Mój Prąd 4.0 nie działa. Statystyka jest druzgocąca
Mój Prąd 4.0 miał zachęcać Polaków do zwiększenia autokonsumpcji i magazynowania energii pochodzącej z instalacji fotowoltaicznych. Pierwsze statystyki pokazują, że plan ten wcale nie działa.
31.05.2022 | aktual.: 02.06.2022 06:31
Czwarta edycja programu Mój Prąd zmieniła nieco zasady, które obowiązywały w poprzednich latach. W tym roku dotacje obejmują nie tylko instalacje fotowoltaiczne, ale także inne urządzenia, jak choćby magazyny energii i magazyny ciepła, a także systemy zarządzania energią. Problem w tym, że większość prosumentów chce pozyskać pieniądze tylko na instalację fotowoltaiczną.
Dziennikarze serwisu Wysokie Napięcie otrzymali informacje z Narodowego Funduszu Ochrony Środowiska i Gospodarki Wodnej. Wynika z nich, że na dzień 18 maja 2022 roku w ramach programu Mój Prąd 4.0 złożono 825 wniosków o dofinansowanie. Spośród nich 821 dotyczy instalacji fotowoltaicznych, a tylko cztery dotyczą magazynu, ale nie energii, lecz ciepła.
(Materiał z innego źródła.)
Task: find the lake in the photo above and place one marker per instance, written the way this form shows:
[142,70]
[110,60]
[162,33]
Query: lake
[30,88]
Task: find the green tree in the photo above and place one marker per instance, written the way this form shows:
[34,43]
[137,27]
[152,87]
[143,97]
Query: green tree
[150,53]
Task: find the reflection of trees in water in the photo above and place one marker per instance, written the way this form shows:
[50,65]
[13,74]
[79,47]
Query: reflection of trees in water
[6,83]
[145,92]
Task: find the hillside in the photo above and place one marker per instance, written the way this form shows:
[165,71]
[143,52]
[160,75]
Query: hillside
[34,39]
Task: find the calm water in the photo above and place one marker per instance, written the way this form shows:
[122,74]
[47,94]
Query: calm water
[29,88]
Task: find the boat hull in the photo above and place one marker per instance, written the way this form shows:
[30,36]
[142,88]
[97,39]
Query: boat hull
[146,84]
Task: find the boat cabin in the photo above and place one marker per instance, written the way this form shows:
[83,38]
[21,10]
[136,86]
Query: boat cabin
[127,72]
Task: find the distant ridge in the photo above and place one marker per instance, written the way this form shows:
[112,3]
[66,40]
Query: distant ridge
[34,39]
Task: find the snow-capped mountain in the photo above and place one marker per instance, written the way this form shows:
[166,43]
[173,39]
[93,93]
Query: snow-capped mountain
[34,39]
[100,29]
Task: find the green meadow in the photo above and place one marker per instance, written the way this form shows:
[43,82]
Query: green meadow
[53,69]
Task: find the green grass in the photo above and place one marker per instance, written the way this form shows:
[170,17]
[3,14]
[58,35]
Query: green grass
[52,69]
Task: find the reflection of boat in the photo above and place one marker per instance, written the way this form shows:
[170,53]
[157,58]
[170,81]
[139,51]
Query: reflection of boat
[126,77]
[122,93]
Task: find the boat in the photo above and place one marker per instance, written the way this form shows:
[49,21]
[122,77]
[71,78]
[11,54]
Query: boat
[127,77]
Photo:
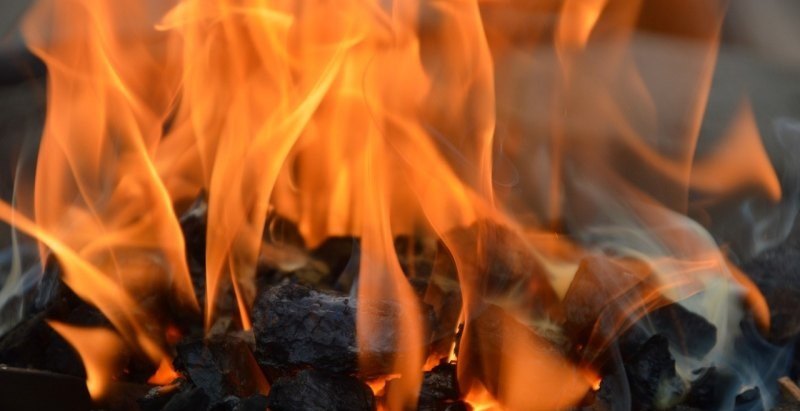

Polaków nie zachęcają nawet wyższe kwoty dotacji w ramach programu Mój Prąd. W przypadku instalacji fotowoltaicznej pozyskać można maksymalnie 4 tys. zł. Jeśli instalacja zostanie rozszerzona o system magazynowania energii, kwota ta wzrasta do 5 tys. zł, a oprócz tego dostać można dodatkowe 5 tys. zł na magazyn ciepła lub 7,5 tys. zł na magazyn energii elektrycznej. Dodatkowe 3 tys. zł można pozyskać na system zarządzania energią elektryczną.
Mój Prąd 4.0 cieszy się znacznie mniejszym zainteresowaniem niż jego poprzednia edycja, kiedy to liczba składanych wniosków była ogromna. Trzeci nabór wystartował 1 lipca 2021 roku, a 6 października 2021 roku wpłynął ostatni ze 178005 wniosków, co oznacza, że dziennie składano ich ponad 1800 i wyczerpanie puli dotacji zajęło 97 dni. W czwartej edycji Mojego Prądu w ciągu 33 dni złożono tylko 825 wniosków.
Niewielkie zainteresowanie czwartą edycją programu Mój Prąd wynika między innymi z tego, że aby skorzystać z dotacji, konieczne jest zrezygnowanie ze starego systemu rozliczania wyprodukowanej energii (net-meteringu), na rzecz nowego - net-billingu.
W rozmowie z dziennikarzami serwisu Wysokie Napięcie prezes zarządu spółki Minutor Energia, Zbisław Lasek, przewidywał, że trwająca obecnie zadyszka w fotowoltaice powinna skończyć się wraz z początkiem sezonu grzewczego. Jego zdaniem wynika ona w głównej mierze z tego, że inwestorzy chcieli zdążyć z montażem instalacji do końca marca, by móc rozliczać się na zasadach net-meteringu.